In May 2019, the Company and The Stars Group Inc. (“The Stars Group”) announced plans to launch FOX Bet, a national media and sports wagering partnership in the U.S., which was launched in the first quarter of fiscal 2020. FOX Sports and The Stars Group have entered into a long-term commercial arrangement through which FOX Sports provides The Stars Group with an exclusive license to use certain FOX Sports trademarks. Prior to the tenth anniversary of the commercial agreement, and subject to certain conditions and applicable gaming regulatory approvals, FOX Sports has an option to acquire up to 50% of the equity in The Stars Group’s U.S. business. In addition, the Company invested $236 million to acquire a 4.99% equity interest in The Stars Group. The common shares issued to the Company are subject to certain transfer restrictions for a period ending in May 2021, subject to customary exceptions. The Company accounts for the investment in The Stars Group at fair value (See Note 4—Fair Value).

In October 2019, Flutter Entertainment plc (“Flutter”) and The Stars Group announced that they had reached agreement on the terms of a recommended all-share combination to create a global leader in sports betting and gaming (the “Combination”) and, in early May 2020, the Combination was completed. As part of the agreement, FOX Sports received the right to acquire an approximately 18.5% equity interest in FanDuel Group, a majority-owned subsidiary of Flutter, at its market value in 2021 (structured as a 10-year option from 2021, subject to a carrying value adjustment).

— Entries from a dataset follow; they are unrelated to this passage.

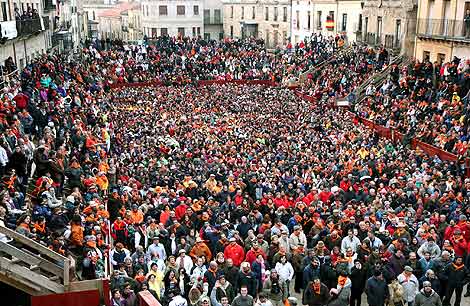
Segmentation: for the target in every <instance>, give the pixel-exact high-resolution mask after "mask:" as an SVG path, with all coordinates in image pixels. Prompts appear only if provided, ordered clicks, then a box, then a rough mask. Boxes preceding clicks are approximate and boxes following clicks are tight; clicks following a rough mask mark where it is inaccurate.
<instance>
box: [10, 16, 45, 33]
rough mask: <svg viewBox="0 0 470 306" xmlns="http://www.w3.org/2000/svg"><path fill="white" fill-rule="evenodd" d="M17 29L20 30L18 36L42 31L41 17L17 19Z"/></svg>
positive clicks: (40, 31)
mask: <svg viewBox="0 0 470 306" xmlns="http://www.w3.org/2000/svg"><path fill="white" fill-rule="evenodd" d="M16 30H17V32H18V37H21V36H27V35H33V34H36V33H39V32H41V31H42V30H44V29H43V27H42V25H41V19H40V18H34V19H26V20H17V21H16Z"/></svg>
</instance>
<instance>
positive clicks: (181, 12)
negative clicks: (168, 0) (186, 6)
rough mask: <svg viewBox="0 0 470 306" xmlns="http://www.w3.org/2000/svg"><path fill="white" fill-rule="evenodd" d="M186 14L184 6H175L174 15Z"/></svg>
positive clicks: (184, 7) (185, 7) (182, 14)
mask: <svg viewBox="0 0 470 306" xmlns="http://www.w3.org/2000/svg"><path fill="white" fill-rule="evenodd" d="M185 14H186V7H185V6H184V5H177V6H176V15H178V16H184V15H185Z"/></svg>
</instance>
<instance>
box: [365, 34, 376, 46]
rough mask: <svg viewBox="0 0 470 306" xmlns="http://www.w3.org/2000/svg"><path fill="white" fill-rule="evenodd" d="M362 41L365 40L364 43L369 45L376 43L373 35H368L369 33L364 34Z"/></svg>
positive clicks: (374, 38)
mask: <svg viewBox="0 0 470 306" xmlns="http://www.w3.org/2000/svg"><path fill="white" fill-rule="evenodd" d="M364 40H365V43H367V44H369V45H375V44H376V43H377V42H376V37H375V33H370V32H368V33H366V36H365V37H364Z"/></svg>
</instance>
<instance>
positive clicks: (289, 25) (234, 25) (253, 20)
mask: <svg viewBox="0 0 470 306" xmlns="http://www.w3.org/2000/svg"><path fill="white" fill-rule="evenodd" d="M223 5H224V35H225V36H226V37H231V38H245V37H255V38H259V39H263V40H264V41H265V43H266V46H267V47H268V48H276V47H280V46H282V45H285V44H286V43H287V41H288V39H290V36H291V33H292V32H291V11H292V6H291V1H286V0H279V1H274V0H259V1H256V0H223Z"/></svg>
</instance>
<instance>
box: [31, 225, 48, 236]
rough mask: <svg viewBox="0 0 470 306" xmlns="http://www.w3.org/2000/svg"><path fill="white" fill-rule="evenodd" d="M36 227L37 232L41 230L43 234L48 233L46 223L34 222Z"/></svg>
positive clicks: (34, 228) (35, 227) (42, 233)
mask: <svg viewBox="0 0 470 306" xmlns="http://www.w3.org/2000/svg"><path fill="white" fill-rule="evenodd" d="M34 229H35V230H36V232H40V233H42V234H44V233H46V223H44V224H42V225H41V224H39V223H34Z"/></svg>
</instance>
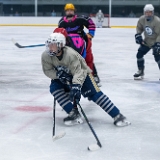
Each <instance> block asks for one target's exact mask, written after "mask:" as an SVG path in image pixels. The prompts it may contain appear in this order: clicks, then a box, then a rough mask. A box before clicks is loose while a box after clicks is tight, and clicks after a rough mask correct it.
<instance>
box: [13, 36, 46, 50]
mask: <svg viewBox="0 0 160 160" xmlns="http://www.w3.org/2000/svg"><path fill="white" fill-rule="evenodd" d="M12 42H13V44H14V45H15V46H17V47H18V48H33V47H42V46H45V44H35V45H28V46H22V45H20V44H19V43H18V42H16V41H15V40H14V39H13V38H12Z"/></svg>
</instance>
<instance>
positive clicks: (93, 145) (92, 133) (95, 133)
mask: <svg viewBox="0 0 160 160" xmlns="http://www.w3.org/2000/svg"><path fill="white" fill-rule="evenodd" d="M76 104H78V106H79V107H80V109H81V112H82V114H83V116H84V118H85V120H86V122H87V124H88V126H89V128H90V130H91V132H92V134H93V135H94V137H95V139H96V141H97V144H91V145H90V146H88V150H90V151H96V150H98V149H100V148H101V147H102V145H101V142H100V141H99V139H98V137H97V134H96V132H95V131H94V129H93V127H92V125H91V123H90V122H89V120H88V118H87V116H86V114H85V113H84V111H83V109H82V107H81V105H80V104H79V102H77V101H76Z"/></svg>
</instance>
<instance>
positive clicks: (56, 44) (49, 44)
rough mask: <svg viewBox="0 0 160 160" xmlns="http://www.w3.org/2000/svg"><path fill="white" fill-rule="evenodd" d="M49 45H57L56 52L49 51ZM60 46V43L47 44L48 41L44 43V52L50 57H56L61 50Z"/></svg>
mask: <svg viewBox="0 0 160 160" xmlns="http://www.w3.org/2000/svg"><path fill="white" fill-rule="evenodd" d="M50 44H56V45H57V51H50V48H49V45H50ZM62 46H63V44H62V43H60V42H57V43H56V42H49V41H46V52H47V53H48V54H49V55H50V56H57V55H58V54H59V53H60V52H61V50H62Z"/></svg>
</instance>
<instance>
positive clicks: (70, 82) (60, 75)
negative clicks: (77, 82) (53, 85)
mask: <svg viewBox="0 0 160 160" xmlns="http://www.w3.org/2000/svg"><path fill="white" fill-rule="evenodd" d="M56 75H57V77H58V79H59V80H60V81H61V83H63V84H71V82H72V78H73V77H72V75H70V74H68V73H66V72H65V71H63V70H59V71H57V73H56Z"/></svg>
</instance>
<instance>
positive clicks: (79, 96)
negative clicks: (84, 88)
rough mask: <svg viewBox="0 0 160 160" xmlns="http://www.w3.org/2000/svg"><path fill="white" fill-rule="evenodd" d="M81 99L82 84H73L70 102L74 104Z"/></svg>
mask: <svg viewBox="0 0 160 160" xmlns="http://www.w3.org/2000/svg"><path fill="white" fill-rule="evenodd" d="M80 99H81V85H80V84H72V85H71V91H70V100H71V101H72V102H73V101H74V100H75V101H76V102H77V101H78V102H79V101H80Z"/></svg>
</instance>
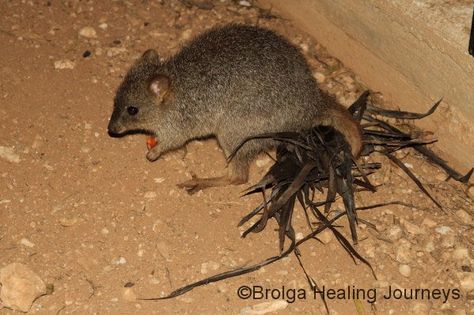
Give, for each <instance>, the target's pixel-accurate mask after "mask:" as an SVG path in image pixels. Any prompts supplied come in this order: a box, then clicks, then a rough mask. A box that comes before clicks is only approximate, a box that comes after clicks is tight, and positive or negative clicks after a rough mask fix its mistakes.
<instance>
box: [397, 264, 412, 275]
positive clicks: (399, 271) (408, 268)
mask: <svg viewBox="0 0 474 315" xmlns="http://www.w3.org/2000/svg"><path fill="white" fill-rule="evenodd" d="M398 272H400V274H401V275H402V276H404V277H409V276H410V275H411V267H410V266H408V265H405V264H403V265H400V266H399V267H398Z"/></svg>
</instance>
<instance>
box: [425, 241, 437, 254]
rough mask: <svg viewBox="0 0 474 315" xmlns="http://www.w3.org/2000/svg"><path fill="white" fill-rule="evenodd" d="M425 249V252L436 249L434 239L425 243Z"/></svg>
mask: <svg viewBox="0 0 474 315" xmlns="http://www.w3.org/2000/svg"><path fill="white" fill-rule="evenodd" d="M424 250H425V252H427V253H431V252H432V251H434V250H435V246H434V243H433V241H428V242H427V243H426V244H425V247H424Z"/></svg>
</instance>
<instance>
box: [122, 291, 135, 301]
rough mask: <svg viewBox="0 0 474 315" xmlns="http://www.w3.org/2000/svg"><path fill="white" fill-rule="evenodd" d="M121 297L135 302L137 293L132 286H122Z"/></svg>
mask: <svg viewBox="0 0 474 315" xmlns="http://www.w3.org/2000/svg"><path fill="white" fill-rule="evenodd" d="M122 298H123V299H124V300H125V301H128V302H135V301H136V300H137V294H136V293H135V291H134V290H133V289H132V288H124V289H123V291H122Z"/></svg>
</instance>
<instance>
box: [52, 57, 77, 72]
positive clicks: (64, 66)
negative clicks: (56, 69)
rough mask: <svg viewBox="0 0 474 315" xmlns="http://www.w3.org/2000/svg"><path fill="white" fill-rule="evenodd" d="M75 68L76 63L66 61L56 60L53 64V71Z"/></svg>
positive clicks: (64, 59)
mask: <svg viewBox="0 0 474 315" xmlns="http://www.w3.org/2000/svg"><path fill="white" fill-rule="evenodd" d="M75 66H76V63H75V62H74V61H71V60H68V59H63V60H57V61H55V62H54V69H57V70H63V69H74V67H75Z"/></svg>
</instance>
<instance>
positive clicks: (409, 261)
mask: <svg viewBox="0 0 474 315" xmlns="http://www.w3.org/2000/svg"><path fill="white" fill-rule="evenodd" d="M400 241H401V244H400V246H398V247H397V251H396V260H397V261H398V262H399V263H402V264H406V263H408V262H411V261H412V260H413V254H412V253H411V245H410V243H408V242H407V241H406V240H404V239H401V240H400Z"/></svg>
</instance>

Caffeine and Caffeine Studios

In fiscal 2019, the Company invested, in the aggregate, approximately $100 million in cash for a minority equity interest in Caffeine, Inc. (“Caffeine”), a social broadcasting platform for gaming, entertainment and other creative content, and Caffeine Studio, LLC (“Caffeine Studios”), a newly formed venture that is jointly owned by the Company and Caffeine. The Company accounts for the investments in Caffeine using the measurement alternative in accordance with ASC 321 and Caffeine Studios using the equity method.